Retirement: A ‘Six Figure Limit’ to save Social Security
We’ve recently checked off another year of inaction on the sinking ship known as Social Security, said Brenton Smith in MarketWatch. New projections from the Congressional Budget Office reveal that the trust fund will now run out of money by 2032, “resulting in benefit cuts of 22.5% in 2033.” As they’ve done for the past 40 years, our lawmakers are likely to continue to react to this slow-moving disaster “with the rhetoric of empty politics” and no real solutions. Voters, too, have consistently “responded with systemic denial.” Seniors continue to “recycle the tired cliché of indifference, ‘We paid for our benefits,’” and resist any effort to protect future generations. A 2% increase in the payroll tax in 2005 would have extended the program for another 75 years. Now the cost to achieve the same result is 4%. “If fixing Social Security were easy, it would already be done.” But hard choices must be made.
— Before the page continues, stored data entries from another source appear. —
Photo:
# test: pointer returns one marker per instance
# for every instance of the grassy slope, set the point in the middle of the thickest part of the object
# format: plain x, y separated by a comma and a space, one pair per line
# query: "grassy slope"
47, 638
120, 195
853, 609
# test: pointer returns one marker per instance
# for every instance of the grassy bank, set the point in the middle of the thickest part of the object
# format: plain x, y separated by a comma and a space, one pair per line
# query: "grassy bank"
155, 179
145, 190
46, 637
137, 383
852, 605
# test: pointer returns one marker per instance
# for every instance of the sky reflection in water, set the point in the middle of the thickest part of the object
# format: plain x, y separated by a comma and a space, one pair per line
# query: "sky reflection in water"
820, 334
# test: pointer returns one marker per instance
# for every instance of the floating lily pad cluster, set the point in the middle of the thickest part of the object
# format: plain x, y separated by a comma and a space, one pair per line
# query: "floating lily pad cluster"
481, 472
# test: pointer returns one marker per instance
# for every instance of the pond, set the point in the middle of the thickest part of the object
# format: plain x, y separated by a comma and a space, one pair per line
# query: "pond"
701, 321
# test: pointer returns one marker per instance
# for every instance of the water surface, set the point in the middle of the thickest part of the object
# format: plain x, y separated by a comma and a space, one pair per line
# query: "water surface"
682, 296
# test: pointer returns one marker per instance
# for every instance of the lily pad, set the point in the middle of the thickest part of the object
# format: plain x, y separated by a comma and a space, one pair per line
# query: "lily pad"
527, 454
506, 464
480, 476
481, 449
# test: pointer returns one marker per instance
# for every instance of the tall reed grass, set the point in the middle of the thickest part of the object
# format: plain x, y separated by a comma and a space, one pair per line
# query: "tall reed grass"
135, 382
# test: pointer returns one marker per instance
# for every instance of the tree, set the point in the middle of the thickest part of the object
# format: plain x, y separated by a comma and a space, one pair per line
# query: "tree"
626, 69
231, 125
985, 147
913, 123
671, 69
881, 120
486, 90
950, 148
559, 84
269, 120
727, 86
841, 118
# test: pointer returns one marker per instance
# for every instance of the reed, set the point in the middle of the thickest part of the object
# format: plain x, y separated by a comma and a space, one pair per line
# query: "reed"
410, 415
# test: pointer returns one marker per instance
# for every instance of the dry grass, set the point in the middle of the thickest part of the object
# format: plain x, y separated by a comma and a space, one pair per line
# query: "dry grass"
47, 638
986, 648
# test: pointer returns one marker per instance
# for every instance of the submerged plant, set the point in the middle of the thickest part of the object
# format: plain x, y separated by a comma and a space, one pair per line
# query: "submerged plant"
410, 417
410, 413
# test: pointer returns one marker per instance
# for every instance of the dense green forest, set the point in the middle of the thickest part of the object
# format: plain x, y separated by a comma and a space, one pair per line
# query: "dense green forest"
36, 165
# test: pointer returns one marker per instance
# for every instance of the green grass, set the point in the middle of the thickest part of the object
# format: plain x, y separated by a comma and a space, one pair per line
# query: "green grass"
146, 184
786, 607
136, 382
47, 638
Here’s one way to “help restore sanity to a program millions of Americans depend on,” said The Washington Post in an editorial. “There’s no reason” Social Security should be sending $100,000 checks to wealthy Americans. But the way the program is constituted, couples who have continually met the taxable maximum on their earnings can become eligible for the maximum benefit, upward of $101,000. The rising costs of living will only “keep boosting payments” as time goes on. A “Six Figure Limit,” as proposed recently by the Committee for a Responsible Federal Budget, “is the right idea.” A $100,000 cap would erase “one-quarter of the shortfalls and save $190 billion over the next decade,” said Shawn Tully in Fortune. But that would only delay insolvency by seven years. “It will take additional modest, and also more radical, fixes to bridge the yawning gaps.”
“OK, now take a breath,” said Pat Regnier in Bloomberg. Solving the shortfall may come down to a “nail-biter,” but few experts expect Congress to allow dramatic cuts to this “wildly popular” program. If the Six Figure Limit isn’t enough, other solutions “are simple in terms of math if not politics.” Lawmakers can make up for the shortfall with taxes, such as by raising the amount of income subject to a payroll tax (currently $184,500). Or they can reduce benefits “by raising the age for full retirement” again, or “changing the formulas for calculating benefits or cost-of-living adjustments.” But those nearing retirement should not panic. Even if the trust fund runs out in 2032, “major benefit reductions likely would be gradual and not kick in for at least a decade.” Social Security is going to last, but “having an aging society is expensive no matter what, and it’s going to leave a mark somewhere in the coming decades.”